Curioso, mas nada certeiro
Os especialistas acreditam que a IA pode ser um grande reforço nas cozinhas justamente porque os computadores não têm nenhum preconceito ou restrição quanto a alimentos ou misturas de sabores.
Chefs possuem seus ingredientes favoritos e outros que raramente usam — no caso de Mullikin, um molho de pimenta da marca Lao Gan Ma. As máquinas não: elas não criam raízes culturais, o que pode tornar suas criações mais livres e abertas.
Existem inúmeras misturas possíveis de ingredientes que um ser humano jamais seria capaz de imaginar: as IA criam milhões de combinações de sabores que seriam impensáveis — legumes em doces, queijos com peixes, café com melão.
Ou ainda criar receitas típicas de alguns países com ingredientes que, por questões religiosas e culturais, seriam proibidos: como o uso de carne de vaca em curries indianos, porco em receitas de origem muçulmana.
Isso na teoria: na prática, as receitas têm corrido mal.
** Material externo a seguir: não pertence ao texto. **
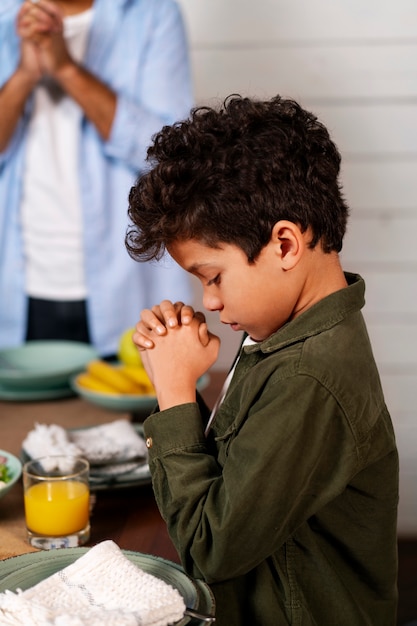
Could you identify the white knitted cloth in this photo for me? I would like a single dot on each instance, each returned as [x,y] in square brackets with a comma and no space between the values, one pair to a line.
[101,588]
[107,443]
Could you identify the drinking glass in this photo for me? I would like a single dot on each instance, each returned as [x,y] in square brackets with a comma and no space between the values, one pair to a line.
[57,501]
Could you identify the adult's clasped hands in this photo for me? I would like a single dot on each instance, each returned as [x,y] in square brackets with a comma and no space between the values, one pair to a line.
[176,349]
[43,49]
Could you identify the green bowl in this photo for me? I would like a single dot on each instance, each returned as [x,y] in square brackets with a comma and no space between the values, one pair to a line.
[15,469]
[45,364]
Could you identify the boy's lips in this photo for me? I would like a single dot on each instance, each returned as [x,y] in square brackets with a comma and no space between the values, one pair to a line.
[233,325]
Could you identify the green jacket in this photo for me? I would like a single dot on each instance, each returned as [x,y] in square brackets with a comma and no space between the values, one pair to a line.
[288,509]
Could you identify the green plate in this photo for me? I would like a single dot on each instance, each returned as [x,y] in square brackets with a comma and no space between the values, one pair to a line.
[15,469]
[43,365]
[26,570]
[35,395]
[124,402]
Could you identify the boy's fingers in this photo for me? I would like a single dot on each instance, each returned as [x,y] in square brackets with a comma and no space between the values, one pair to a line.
[152,319]
[141,340]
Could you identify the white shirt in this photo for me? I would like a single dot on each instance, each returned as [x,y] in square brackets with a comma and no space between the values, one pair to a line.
[51,205]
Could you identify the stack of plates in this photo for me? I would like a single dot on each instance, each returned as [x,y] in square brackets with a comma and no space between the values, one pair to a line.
[41,370]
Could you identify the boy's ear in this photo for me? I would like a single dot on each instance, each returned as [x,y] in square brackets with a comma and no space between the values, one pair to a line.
[289,243]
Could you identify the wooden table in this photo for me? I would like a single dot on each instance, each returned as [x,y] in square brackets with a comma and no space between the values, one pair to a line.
[129,517]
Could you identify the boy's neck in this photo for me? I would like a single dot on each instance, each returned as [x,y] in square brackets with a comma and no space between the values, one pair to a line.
[324,277]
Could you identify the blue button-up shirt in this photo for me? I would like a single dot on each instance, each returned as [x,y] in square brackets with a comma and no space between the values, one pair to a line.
[138,48]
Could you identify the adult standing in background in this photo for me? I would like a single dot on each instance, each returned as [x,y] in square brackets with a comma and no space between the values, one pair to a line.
[84,85]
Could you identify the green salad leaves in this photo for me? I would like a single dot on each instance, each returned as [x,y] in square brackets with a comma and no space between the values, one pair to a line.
[5,476]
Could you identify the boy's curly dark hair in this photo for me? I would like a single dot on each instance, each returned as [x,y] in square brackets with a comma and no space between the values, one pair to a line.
[229,175]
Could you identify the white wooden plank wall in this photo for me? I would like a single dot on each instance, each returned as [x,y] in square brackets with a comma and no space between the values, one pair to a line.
[354,64]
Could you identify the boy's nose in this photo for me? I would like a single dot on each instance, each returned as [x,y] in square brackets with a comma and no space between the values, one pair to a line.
[212,303]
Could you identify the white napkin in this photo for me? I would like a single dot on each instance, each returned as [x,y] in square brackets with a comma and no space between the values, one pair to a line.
[101,588]
[112,449]
[116,441]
Em uma amostragem maior, o "World of Vegan", um site de bem-estar focado na vida vegana, pediu pro ChatGPT criar uma centena de receitas que foram testadas depois pelos chefs da plataforma.
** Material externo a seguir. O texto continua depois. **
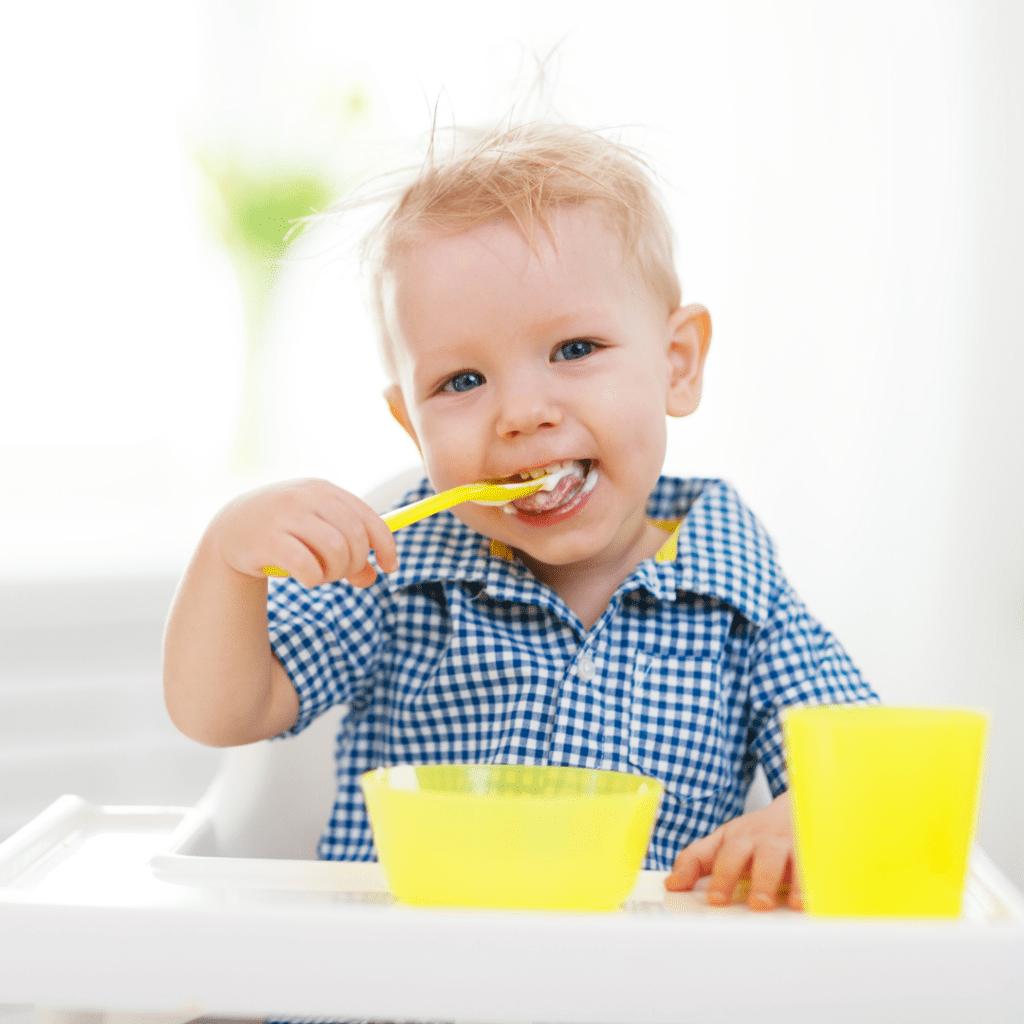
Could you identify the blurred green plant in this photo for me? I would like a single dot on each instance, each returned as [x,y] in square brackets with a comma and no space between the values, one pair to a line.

Os resultados foram "hilários e lamentáveis", segundo a equipe do site, que defende que nenhuma das receitas funcionou 100%.
Ponto pra máquina (mas não em receitas)
Mas parece haver alguma esperança: em entrevista ao "Eater", o chef Donald Mullikin diz que o melhor uso do chatbot de IA foi para ajudá-lo a calcular os custos e despesas de alimentos.
Com a ajuda da tecnologia, ele conseguiu chegar a resultados muito interessantes sobre "custo total dos ingredientes, o peso de uma porção, quantos espera vender semanalmente e levar em consideração coisas como despesas gerais e custos operacionais", como diz.
O ChatGPT o ajudou, por exemplo, a definir os preços do cardápio para garantir uma margem mais substancial de lucros, e até ajudar no gerenciamento do restaurante: de compras a horas de folga. Para receitas, ele diz que não deve voltar a usar a plataforma.
Apregoada como a nova fronteira do conhecimento, a IA ainda não conseguiu surpreender muito na cozinha até agora, mas talvez possa ser útil a empresários e chefs de outras formas.
O ChefGPT e seus congêneres podem nos ajudar a sermos todos melhores cozinheiros (em casa ou nos restaurantes) à medida que aprendemos com eles sobre medidas, proporções, custos. Mas na hora de cozinhar, ainda vale mais o caderno de receitas da sua mãe.